According to the U.S. Department of Labor’s Bureau of Labor Statistics, slaughterhouse workers are more than three times more likely to sustain injuries while working than workers in other manufacturing jobs. They are also 30 times more likely to suffer from a repetitive stress injury than workers in other manufacturing jobs. The industry refuses to make working conditions safer by slowing line speeds or buying appropriate safety gear, which amounts to what Human Rights Watch calls “systematic human rights violations embedded in meat and poultry industry employment.” Workers are often forced to work 10 or more hours a day, and in order not to slow down, they have even been reported to defecate in their pants.
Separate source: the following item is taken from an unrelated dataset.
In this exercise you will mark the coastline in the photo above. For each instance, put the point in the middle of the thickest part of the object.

7. There is a high risk of human exposure to antibiotic-resistant bacteria through the food supply.
Chickens raised for their flesh are often packed by the thousands into massive sheds and fed large amounts of antibiotics and drugs to keep them alive in conditions that would otherwise kill them.
Recent documents created by the Food and Drug Administration (FDA) and made available as a result of a Freedom of Information Act request revealed that “none of these [antibiotic feed additives] would likely be approvable … for … livestock use if submitted today, under current FDA guidelines. Eighteen of the 30 reviewed feed additives were deemed to pose a ‘high risk’ of exposing humans to antibiotic-resistant bacteria through the food supply.” This reckless use of antibiotics makes drugs less effective for treating humans by speeding up the development of drug-resistant bacteria.
8. No one stands up for chickens. That may not hurt your body, but it will hurt your soul.
Most chickens spend their entire lives in filthy sheds with tens of thousands of other birds, each getting less space than a sheet of paper, where intense crowding and confinement lead to outbreaks of disease. Adult chickens can have trouble breathing and standing upright and will even topple forward because they’ve been bred to have abnormally large breasts.
Only seven weeks after they’re born, chickens are crowded onto trucks that transport them to the slaughterhouse. Every year, tens of millions of chickens have their wings and legs broken in the process. They are trucked through all weather extremes, sometimes over hundreds of miles, without any food or water. At slaughter, they’re hung upside down and have their throats slit, and they’re often scalded to death in defeathering tanks.
Take a stand AGAINST this unhealthy industry of oppression and cruelty! Choose to keep dead birds OFF your plate.